Intel: E7205 Granite Bay, 865G, 865PE, and 875P
AMD : nVidia nForce2

support a new DDR feature called dual-channel. Dual-channel is where two sticks use two memory controllers together, to create a low-latency 128-bit memory interface out of two 64-bit controllers. Example: one controller can be gathering info, the other publishing it. They are independent of each other, but work towards the same end, and halve latency because of this. The memory bandwidth is also effectively doubled (think of the difference between a 64-bit and a 128-bit interface on a graphics card), provided the FSB can keep up with it. Dual-channel works best on Pentium 4 systems, as the FSB can allow this doubling of bandwidth, whereas Athlons only benefit between 5 and 10 percent. The other downfall of dual-channel is that for it to work best, you need matched pairs. Thus, same speed, same brand and almost same batch are required to get the most out of dual-DDR. Dual-channel can best be described by the road analogy : the road now has the same number of lanes coming the other way, effectively doubling the traffic through-put.

RAM timings are important, as they increase performance and decrease latency (lag). There are effectively 4 timings, which I’m not going to explain as they are a bit complicated and confusing

Column Address Strobe. Typically CAS3, CAS2.5, or CAS2. The lower the number the better.

The delay (in clock cycles) between when RAM is selected and when commands can be issued. Typical values are 1T (1 clock cycle) and 2T (2 clock cycles). The lower the better.

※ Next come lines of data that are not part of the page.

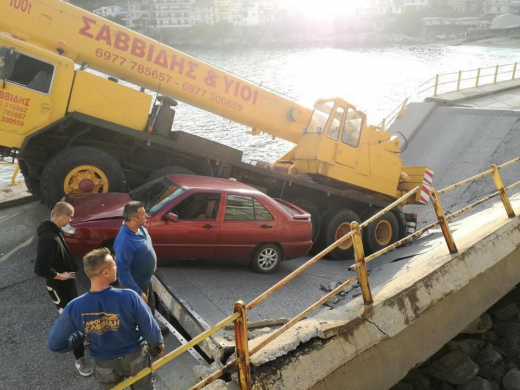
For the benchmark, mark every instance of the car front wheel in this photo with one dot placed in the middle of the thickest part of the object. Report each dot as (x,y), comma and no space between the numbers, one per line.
(266,258)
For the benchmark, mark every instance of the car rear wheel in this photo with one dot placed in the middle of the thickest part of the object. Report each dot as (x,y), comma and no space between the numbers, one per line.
(266,259)
(336,225)
(382,232)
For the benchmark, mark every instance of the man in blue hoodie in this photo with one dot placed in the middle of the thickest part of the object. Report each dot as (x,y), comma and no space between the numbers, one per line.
(135,257)
(117,323)
(55,263)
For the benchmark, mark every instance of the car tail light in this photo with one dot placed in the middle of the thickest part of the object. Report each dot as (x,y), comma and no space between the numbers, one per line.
(67,229)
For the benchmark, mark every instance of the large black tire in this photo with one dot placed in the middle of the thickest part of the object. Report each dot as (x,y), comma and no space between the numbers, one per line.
(335,225)
(382,232)
(308,206)
(167,171)
(69,161)
(266,259)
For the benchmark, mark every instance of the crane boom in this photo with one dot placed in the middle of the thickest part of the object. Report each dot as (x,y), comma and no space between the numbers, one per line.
(125,54)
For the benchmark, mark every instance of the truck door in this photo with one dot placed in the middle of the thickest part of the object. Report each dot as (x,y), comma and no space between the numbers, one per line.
(25,93)
(347,150)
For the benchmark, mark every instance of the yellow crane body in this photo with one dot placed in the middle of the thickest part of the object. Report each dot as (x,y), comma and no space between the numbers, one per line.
(127,55)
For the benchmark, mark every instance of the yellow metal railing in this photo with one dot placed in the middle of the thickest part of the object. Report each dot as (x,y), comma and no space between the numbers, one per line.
(15,173)
(239,317)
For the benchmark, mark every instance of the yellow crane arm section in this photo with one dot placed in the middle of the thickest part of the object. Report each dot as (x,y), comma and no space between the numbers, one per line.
(135,58)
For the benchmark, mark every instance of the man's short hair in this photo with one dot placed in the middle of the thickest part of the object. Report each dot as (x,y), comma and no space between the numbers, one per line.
(62,208)
(95,261)
(130,209)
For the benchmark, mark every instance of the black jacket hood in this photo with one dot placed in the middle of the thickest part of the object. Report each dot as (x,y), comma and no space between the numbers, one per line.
(48,226)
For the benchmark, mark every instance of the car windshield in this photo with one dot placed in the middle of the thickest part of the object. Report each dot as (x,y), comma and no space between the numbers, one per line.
(156,194)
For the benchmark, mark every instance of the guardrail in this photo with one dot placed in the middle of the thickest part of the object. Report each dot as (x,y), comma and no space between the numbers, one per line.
(472,78)
(455,81)
(15,173)
(239,316)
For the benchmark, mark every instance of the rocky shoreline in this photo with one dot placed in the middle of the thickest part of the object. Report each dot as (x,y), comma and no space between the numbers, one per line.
(485,356)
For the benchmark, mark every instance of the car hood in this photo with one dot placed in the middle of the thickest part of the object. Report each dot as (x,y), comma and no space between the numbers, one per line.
(91,207)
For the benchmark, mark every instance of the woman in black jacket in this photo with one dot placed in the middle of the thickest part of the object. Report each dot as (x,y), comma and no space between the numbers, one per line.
(55,263)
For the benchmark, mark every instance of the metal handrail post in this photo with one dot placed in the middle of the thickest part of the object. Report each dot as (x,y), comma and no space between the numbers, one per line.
(402,108)
(503,194)
(359,254)
(13,178)
(242,347)
(443,221)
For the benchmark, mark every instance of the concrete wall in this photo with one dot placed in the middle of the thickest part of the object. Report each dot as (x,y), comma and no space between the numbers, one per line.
(414,314)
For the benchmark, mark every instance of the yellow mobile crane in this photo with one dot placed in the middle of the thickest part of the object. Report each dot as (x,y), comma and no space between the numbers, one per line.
(72,131)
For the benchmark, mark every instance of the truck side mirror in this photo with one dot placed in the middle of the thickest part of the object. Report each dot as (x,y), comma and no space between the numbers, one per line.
(170,217)
(5,57)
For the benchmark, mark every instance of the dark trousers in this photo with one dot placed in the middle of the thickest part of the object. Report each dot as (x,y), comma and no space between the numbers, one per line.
(61,293)
(110,372)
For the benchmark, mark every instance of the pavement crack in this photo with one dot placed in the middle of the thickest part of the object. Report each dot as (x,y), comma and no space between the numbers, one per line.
(378,328)
(19,282)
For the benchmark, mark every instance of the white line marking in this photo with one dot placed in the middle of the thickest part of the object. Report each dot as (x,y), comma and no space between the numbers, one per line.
(3,219)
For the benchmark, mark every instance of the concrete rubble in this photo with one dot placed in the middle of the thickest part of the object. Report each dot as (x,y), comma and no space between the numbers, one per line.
(479,358)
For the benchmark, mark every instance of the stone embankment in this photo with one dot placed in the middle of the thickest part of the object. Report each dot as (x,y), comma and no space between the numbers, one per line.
(485,356)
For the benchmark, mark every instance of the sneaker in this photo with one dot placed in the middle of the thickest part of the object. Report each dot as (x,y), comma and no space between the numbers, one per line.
(84,366)
(164,328)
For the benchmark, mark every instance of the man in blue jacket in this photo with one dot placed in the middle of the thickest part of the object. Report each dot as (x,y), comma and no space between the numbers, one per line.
(118,324)
(135,257)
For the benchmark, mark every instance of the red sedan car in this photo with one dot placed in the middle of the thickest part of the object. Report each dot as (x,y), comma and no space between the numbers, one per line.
(197,217)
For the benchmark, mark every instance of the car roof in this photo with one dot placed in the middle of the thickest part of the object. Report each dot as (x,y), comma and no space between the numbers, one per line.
(210,183)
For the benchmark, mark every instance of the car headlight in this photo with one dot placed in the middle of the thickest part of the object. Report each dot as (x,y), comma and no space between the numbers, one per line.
(68,229)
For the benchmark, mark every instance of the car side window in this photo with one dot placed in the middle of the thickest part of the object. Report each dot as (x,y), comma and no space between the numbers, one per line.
(245,208)
(261,213)
(199,206)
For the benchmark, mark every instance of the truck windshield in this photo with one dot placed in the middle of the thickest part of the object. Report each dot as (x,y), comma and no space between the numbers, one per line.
(319,117)
(156,194)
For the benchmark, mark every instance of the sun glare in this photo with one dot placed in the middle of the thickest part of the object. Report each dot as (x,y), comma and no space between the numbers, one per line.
(323,10)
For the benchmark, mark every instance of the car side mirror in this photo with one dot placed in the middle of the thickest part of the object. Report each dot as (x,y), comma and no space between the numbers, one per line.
(170,217)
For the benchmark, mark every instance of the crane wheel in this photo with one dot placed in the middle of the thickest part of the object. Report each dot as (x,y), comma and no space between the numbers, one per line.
(80,170)
(336,224)
(309,206)
(382,232)
(167,171)
(33,186)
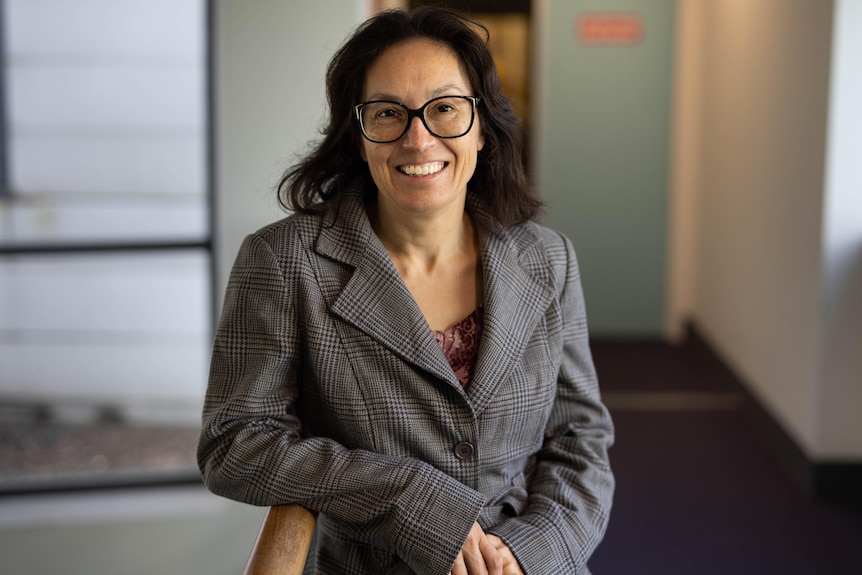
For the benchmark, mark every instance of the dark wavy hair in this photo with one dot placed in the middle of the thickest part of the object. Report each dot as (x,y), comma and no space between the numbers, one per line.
(334,163)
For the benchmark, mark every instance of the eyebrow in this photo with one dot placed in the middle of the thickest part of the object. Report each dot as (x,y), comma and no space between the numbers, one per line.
(441,91)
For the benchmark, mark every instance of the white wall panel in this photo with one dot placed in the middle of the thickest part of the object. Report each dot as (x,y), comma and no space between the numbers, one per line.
(134,219)
(110,165)
(122,373)
(113,27)
(104,100)
(125,295)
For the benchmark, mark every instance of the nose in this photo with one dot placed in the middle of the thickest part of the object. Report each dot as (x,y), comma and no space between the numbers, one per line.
(417,136)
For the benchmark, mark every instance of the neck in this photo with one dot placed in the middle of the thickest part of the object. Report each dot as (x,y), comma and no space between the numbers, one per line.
(425,240)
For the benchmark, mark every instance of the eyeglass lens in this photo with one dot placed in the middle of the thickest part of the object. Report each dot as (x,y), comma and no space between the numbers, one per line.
(446,117)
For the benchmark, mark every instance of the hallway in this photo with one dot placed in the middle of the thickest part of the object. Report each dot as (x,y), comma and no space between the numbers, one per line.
(696,492)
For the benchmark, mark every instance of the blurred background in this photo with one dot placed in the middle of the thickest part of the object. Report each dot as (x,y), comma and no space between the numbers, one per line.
(702,156)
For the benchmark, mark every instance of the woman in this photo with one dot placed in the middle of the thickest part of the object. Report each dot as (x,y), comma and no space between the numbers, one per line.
(407,354)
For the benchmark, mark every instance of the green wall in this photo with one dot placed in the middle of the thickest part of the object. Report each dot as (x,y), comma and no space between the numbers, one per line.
(604,148)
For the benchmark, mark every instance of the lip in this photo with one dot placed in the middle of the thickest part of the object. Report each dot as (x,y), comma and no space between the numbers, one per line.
(422,169)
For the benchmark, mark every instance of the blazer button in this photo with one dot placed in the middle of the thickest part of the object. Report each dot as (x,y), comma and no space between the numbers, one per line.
(464,450)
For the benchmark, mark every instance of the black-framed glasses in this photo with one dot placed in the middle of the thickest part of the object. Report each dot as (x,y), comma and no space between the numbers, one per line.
(382,121)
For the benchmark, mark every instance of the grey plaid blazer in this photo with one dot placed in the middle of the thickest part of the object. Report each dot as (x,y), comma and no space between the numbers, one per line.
(327,388)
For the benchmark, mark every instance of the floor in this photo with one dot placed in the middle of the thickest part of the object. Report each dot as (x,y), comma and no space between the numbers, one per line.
(697,492)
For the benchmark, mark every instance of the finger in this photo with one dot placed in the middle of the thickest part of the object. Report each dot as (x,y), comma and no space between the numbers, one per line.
(459,568)
(491,557)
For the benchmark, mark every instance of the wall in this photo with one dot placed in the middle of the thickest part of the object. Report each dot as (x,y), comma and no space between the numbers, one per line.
(601,153)
(840,433)
(271,59)
(754,205)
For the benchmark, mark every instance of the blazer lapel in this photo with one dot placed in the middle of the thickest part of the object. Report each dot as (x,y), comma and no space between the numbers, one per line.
(375,299)
(516,297)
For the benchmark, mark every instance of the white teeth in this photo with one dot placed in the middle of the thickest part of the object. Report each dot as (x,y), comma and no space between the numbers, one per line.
(423,169)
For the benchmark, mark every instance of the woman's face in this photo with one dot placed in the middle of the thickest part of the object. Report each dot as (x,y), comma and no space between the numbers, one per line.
(420,173)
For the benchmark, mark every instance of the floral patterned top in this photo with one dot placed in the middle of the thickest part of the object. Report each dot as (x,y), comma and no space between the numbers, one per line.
(460,345)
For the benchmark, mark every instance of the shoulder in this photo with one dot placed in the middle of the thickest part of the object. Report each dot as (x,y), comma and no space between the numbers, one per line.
(545,251)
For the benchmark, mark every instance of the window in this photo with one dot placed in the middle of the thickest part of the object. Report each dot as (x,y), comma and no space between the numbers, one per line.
(105,239)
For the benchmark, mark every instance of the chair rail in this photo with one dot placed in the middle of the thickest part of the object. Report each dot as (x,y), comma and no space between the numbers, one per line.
(281,547)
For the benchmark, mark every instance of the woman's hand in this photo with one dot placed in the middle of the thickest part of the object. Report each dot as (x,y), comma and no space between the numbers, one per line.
(510,564)
(479,556)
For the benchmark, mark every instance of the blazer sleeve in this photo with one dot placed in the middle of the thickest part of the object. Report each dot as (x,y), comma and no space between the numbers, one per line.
(252,447)
(571,490)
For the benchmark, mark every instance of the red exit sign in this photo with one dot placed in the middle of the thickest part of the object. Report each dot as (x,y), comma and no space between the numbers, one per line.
(609,28)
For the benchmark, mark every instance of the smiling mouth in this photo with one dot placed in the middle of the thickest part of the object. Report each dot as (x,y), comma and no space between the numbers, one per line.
(422,169)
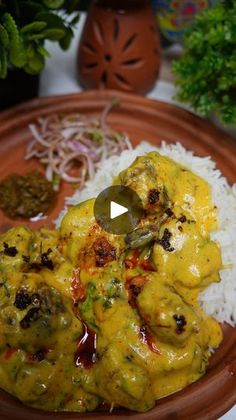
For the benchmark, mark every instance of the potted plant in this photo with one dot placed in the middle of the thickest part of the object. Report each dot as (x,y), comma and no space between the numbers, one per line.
(25,25)
(206,73)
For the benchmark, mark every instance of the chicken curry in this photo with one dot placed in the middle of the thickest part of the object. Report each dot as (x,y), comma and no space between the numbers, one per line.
(89,319)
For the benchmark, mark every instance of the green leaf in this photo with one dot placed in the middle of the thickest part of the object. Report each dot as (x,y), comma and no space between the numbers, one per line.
(75,19)
(53,4)
(4,38)
(33,27)
(54,34)
(43,51)
(11,28)
(52,20)
(3,65)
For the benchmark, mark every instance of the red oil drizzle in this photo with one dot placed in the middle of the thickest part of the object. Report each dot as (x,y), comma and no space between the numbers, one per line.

minimum Active to Precharge Delay. Once RAM is activated, it cannot be de-activated until tRAS has elapsed. Typical values at 5, 6 or 7, refering to clock cycles. The lower the better.

RAS (Row Address Strobe) to CAS delay. The delay between activating a row and reading the data on that row. Typically 2, 3 or 4, referring to clock cycles. The lower the better.

RAS precharge delay. Typically 2, 3 or 4. The lower the better.

Overall, aggressive (lower) timings are better, obviously, but you must find a balance between timings and speed. The difference between CAS2 and CAS2.5 in real performance is often very small, a couple of percent at most. Nice timings are the icing on the cake as far as I’m concerned. As for changing them - they’re usually in your BIOS somewhere, just dont do something stupid with them, okay? Otherwise you’ll either have a very unstable system, or your system won’t boot at all, and you’ll have to clear your CMOS.

Major RAM manufacturers:

• Corsair
• Mushkin
• GeIL
• Kingston
• Samsung
• TwinMos
• Winbond (also makes RAM chips)
• OCZ
• Crucial
• Kingmax
• A-DATA (makes RAM chips)
• Nanya
• Elixir
• PQI
• Transcend
• Hynix
• Micron.....

Top brands (this is subjective, and from my experience): Corsair > Mushkin > Crucial > GeIL > Winbond > OCZ > Kingston

Corsair, undoubtably the producer of the best RAM in the world, has outstanding RAM that will be guaranteed to run at extreme timings. Mushkin, relative new player to New Zealand’s market, is quite a bit cheaper than Corsair, and offers a range of top-quality RAM. GeIL has had some problems of late with quality control, but their latest “Golden Dragon” series of RAM seems to be top quality, and able to run in dual-channel modes at extreme speeds and timings. Winbond, a manufacturer and supplier of RAM chips to Corsair, Mushkin and GeIL also produce a budget type of RAM, thats not quite as fast as the other manufacturers, but is damn cheap to boot (we’re talking hundreds of dollars cheaper). OCZ have had a hard time lately, with a few bad modules tarnishing their reputation, but after restructuring are looking at the high-end market again with a range of dual-channel enhanced PC3200 and PC3500 RAM. Kingston have their famous HyperX RAM to their name, specializing in high-speed RAM to run in dual-channel, but they sometimes miss the mark.